At the end of 2015, the ASEAN Economic Community (AEC) was born. I would like to congratulate our ASEAN friends on bringing the AEC to life. I hope that ASEAN continues to play the central role in realizing regional economic integration in East Asia. The 14th gathering of the Asia-Pacific Forum took place in Jakarta in November 2015. With the aim of promoting FTAs to realize sustainable economic growth, the forum was first convened in 2003 in Singapore. The meeting in Canberra in November 2013 concluded the first round of rotating co-hosting by forum members, each member always collaborating with JEF, and since the second round resumed in Singapore in 2014 both the discussions and the realities of FTA networks such as the TPP and RCEP have seen progress.

Naturally, discussions deepened to include domestic policies and measures called "behind the border measures", and as is seen in ASEAN, the deepening of integration impacts the economies, societies, and politics of each individual country and of the region as well. How to address these issues has become a big challenge.

However, the mindset of trade negotiators at the GATT and WTO is "the less they offer on the table, the better". If they agree to liberalize more than their counterparts, they are seen as losers. This belief is based on the notion that national wealth can best be promoted by protecting one's own market and earning foreign currency by exporting. Is this the truth or only a myth? For Japan, the export/GDP ratio has been around 14% over the last five years. The ratio for China or Indonesia is also low at around 24%, contrasting with 86% for Vietnam. East Asian dynamism in economic growth comes from direct investment, both foreign and domestic, which serves to stimulate not only foreign demand but more importantly domestic and regional demand in goods and services.

As the focus of the efforts made at the AEC and TPP illustrates, updating domestic policy measures, which is called "structural reform", is the most relevant step to further improving the business and investment environment of the region when a country has chosen the path to growth.
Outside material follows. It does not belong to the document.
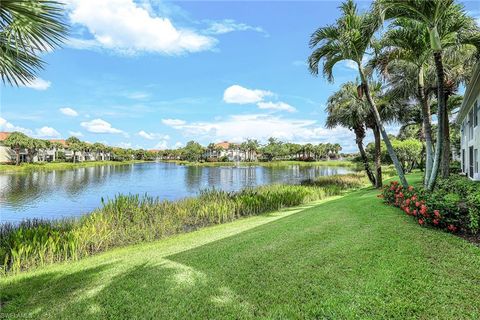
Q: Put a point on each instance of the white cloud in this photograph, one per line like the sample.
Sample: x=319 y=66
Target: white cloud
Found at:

The discussions in Jakarta were, after a rather low-key start to the AEC, aiming for deeper economic integration and focused on whether we are ready economically, socially and politically.

Some complication and confusion come from so-called "competitive liberalization". When we face the fact that some nations have opted for the TPP while the process for the RCEP is also proceeding, the question arises as to what the roles of the TPP and RCEP are.

We hear that while the TPP is a 21st century high-level liberalization deal, the ambition of the RCEP is lower in terms of trade liberalization. For me, the aim of the two projects seems to differ. The RCEP is for "community building" as APEC originally intended. In APEC, in fact, because of its geographical expansion, some member economies, especially in the eyes of the general public, have not shared a sense of community. And some think of APEC liberalization as a sub-set of global liberalization. Among APEC's three pillars of trade and investment liberalization, facilitation and eco-tech cooperation, the third tends to be treated as an outsider. The RCEP started as a process of community building, and therefore elements of cooperation form an important core. More importantly, as a community project, the ship called "RCEP" with its inclusive growth slogan cannot afford to lose some passengers even if their level of economic development is lagging. The challenge both the AEC and RCEP face is similar to the formative period of the European Economic Community, or would be more serious than the European case, since the political systems, religions and level of per capita income in East Asia are extraordinarily diverse.

The trade negotiations used to be managed through the coordination of the interests of stakeholders who were positively or negatively affected, being handled by a ministry in charge of trade. However, since trade-in-services, which is basically behind borders, comes under the WTO, and as deeper integration proceeds, the expertise and political power required have exceeded the narrow scope of trade officials, and this development has required the mobilization of domestic ministries, local governments and the whole political apparatus, because it directly affects domestic service industries and ordinary households.

And as we now see in the European Union, the public in some of the member countries, seeing an increase in the numbers of plumbers or florists from new member countries moving into their local towns, have been making their voices heard, saying "Wait a minute, we haven't been consulted on the deepening and broadening of the EU!" As the AEC and RCEP deepen, they will also start seeing resistance from the public.

All these things convince us that it is time to do our homework. Not leaving economists just to market liberalization as being good for economic efficiency, national leaders have to get out of their offices to share their policy objectives and growth strategies with stakeholders and the public. We are pursuing structural reforms not because our trade negotiators have negotiated poorly, but because we need these reforms to update outdated policy measures. That is exactly what "Abenomics" aims for.